Lachende, versonnen oder verträumt blickende Frauen – immer dem Schönheits- und Gesellschaftsideal der jeweiligen Zeit entsprechend – werden nicht nur umrahmt vom tosenden, stillen oder spiegelndem Meer – auch die umgebende Architektur und Landschaft spielt eine wichtige Rolle in der Bildkomposition. So schaut der Betrachter und Hoffentlich-Bald-Reisende durch ein geöffnetes Zugfenster auf ankernde Boote und steil aufragende Berge, wirbt das englische Clacton-on-Sea 1926 mit imposanter Bäderarchitektur (Henry George Gawthorn, Werbeplakat Clacton-on-Sea, 1926) oder erscheint das Nordseebad Sylt in einem Entwurf des Marinemalers Franz Korwan 1910 als jugenstilangehauchte Nixe.

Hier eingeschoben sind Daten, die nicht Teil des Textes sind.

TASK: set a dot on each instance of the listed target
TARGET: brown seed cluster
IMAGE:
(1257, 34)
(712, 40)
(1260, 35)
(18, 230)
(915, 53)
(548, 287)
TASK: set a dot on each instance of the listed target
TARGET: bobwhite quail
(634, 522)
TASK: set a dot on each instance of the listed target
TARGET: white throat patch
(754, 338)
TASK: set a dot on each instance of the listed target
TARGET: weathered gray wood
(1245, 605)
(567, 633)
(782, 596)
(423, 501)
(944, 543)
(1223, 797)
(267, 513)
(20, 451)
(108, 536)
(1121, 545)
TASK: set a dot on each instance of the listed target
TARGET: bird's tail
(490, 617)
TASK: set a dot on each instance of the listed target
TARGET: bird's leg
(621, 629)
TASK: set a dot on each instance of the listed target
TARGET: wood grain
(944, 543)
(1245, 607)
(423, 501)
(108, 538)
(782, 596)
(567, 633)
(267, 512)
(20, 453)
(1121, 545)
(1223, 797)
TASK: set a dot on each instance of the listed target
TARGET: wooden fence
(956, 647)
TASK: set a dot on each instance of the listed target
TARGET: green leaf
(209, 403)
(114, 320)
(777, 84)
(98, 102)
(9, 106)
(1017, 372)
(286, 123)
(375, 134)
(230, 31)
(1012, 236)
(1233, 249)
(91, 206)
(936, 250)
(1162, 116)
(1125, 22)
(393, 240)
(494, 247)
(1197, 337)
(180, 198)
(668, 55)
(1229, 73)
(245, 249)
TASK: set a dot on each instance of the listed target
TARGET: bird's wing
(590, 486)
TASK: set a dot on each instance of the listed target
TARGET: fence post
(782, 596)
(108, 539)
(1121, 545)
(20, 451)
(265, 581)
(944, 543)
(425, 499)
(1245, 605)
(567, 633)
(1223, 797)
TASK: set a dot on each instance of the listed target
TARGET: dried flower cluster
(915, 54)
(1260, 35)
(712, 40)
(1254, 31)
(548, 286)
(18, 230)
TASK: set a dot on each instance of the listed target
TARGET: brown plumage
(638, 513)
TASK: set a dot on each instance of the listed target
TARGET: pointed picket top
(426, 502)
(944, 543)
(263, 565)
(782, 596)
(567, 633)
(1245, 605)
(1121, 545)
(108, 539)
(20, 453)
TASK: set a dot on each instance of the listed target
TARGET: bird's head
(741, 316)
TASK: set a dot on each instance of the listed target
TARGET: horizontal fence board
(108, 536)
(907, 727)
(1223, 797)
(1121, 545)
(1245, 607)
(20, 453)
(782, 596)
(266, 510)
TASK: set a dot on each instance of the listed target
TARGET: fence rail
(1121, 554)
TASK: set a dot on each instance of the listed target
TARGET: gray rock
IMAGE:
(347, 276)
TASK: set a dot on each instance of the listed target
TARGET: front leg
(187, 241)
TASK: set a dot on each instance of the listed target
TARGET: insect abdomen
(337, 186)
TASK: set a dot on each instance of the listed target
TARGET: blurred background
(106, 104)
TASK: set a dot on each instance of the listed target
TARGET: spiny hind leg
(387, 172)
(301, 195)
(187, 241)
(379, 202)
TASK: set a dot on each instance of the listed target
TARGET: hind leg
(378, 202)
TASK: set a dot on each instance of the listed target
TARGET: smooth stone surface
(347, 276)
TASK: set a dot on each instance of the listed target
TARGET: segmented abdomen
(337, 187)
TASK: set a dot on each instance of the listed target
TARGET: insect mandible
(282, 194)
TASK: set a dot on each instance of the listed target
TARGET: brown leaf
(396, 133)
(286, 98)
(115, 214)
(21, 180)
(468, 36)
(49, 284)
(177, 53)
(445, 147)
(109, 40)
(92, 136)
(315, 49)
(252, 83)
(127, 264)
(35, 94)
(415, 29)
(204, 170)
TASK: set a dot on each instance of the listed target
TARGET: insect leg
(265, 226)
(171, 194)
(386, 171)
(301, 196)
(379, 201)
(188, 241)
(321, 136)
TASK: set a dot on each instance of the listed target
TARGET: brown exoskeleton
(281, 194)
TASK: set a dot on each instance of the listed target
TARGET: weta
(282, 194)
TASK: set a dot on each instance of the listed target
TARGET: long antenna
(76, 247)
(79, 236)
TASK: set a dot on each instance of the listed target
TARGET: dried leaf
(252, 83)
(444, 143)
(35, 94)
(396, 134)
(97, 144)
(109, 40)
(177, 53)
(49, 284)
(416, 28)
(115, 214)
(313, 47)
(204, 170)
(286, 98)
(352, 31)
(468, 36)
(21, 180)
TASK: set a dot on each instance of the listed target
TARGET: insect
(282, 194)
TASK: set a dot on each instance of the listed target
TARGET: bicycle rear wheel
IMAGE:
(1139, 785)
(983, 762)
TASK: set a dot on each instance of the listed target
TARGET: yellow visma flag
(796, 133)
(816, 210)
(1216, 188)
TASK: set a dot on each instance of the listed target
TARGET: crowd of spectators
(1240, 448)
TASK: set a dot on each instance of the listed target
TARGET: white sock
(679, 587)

Die Kunst der Plakatgestaltung

Es sind insbesondere die dreißiger, aber auch die fünfziger und sechziger Jahre, in denen Plakate von hoher künstlerischer und symbolischer Qualität entstanden. Der Fokus lag nun auf einer klaren Linienführung, griffigen Aussagen und konzentrierten Bildern. Während auf einem Plakat aus den Dreißigern Walter Molino ein elegantes, in geometrischen Formen gezeichnetes Paar für das istrische Abbazia werben lässt, zeigt ein Entwurf Mario Puppos aus den fünfziger Jahren den Golf von Sorrent. Nicht nur sind darauf Berge, Dorf und Meer stark abstrahiert in Vogelperspektive mit Orangen behängten Zweigen im Vordergrund dargestellt – das Motiv bildet geschickt ein Saiteninstrument als Umriss, das der Betrachter jedoch erst auf den zweiten Blick wahrnimmt.

Es lebe die Farbe!

Es gibt aber auch Plakate, die ganz ohne turtelnde Liebespaare, tänzelnde Frauenbeine oder sehnsuchtsvolle Blicke auskommen. Dubrovnik beispielsweise lässt 1935 allein zwei Palmen und die imposante Altstadt für sich sprechen. Der Grafiker Hans Wagula nutzt dazu eine Komposition, die einem Scherenschnitt ähnelt, aber Farbe ins Spiel bringt. Überhaupt ist Farbe für die Plakatkünstler neben der Schrift und der Form das wichtigste Stilmittel, um das Publikum vom Reiseziel zu überzeugen. Deshalb können Baumstämme schon einmal gelb leuchten (Georges Taboureau alias Sandy Hook, Werbeplakat Balearen, um 1935), wird munter zwischen Schwarz-Weiß-Fotografie und farbiger Illustration gewechselt (Paul Wolff, Plakat Norderney, um 1935) oder taucht die nordische Sonne ganze Landschaften in ein unwirkliches Licht (Hugo Feldtmann, Werbeplakat Norddeutscher Lloyd Bremen, 1935). Wer bei diesem Anblick nicht sogleich in die Ferne schweifen will – der ist selber schuld.


Weitere Informationen

Im Wiener Brandstätter Verlag ist ein reich illustriertes, 157 Seiten starkes Buch zum Thema Plakate und Reisen erschienen. Alle hier gezeigten Plakate stammen aus dieser Publikation:

Johannes Thiele: Sehnsucht nach dem Meer. Reisen, um glücklich zu sein. Wien (Christian Brandstätter Verlag) 2012.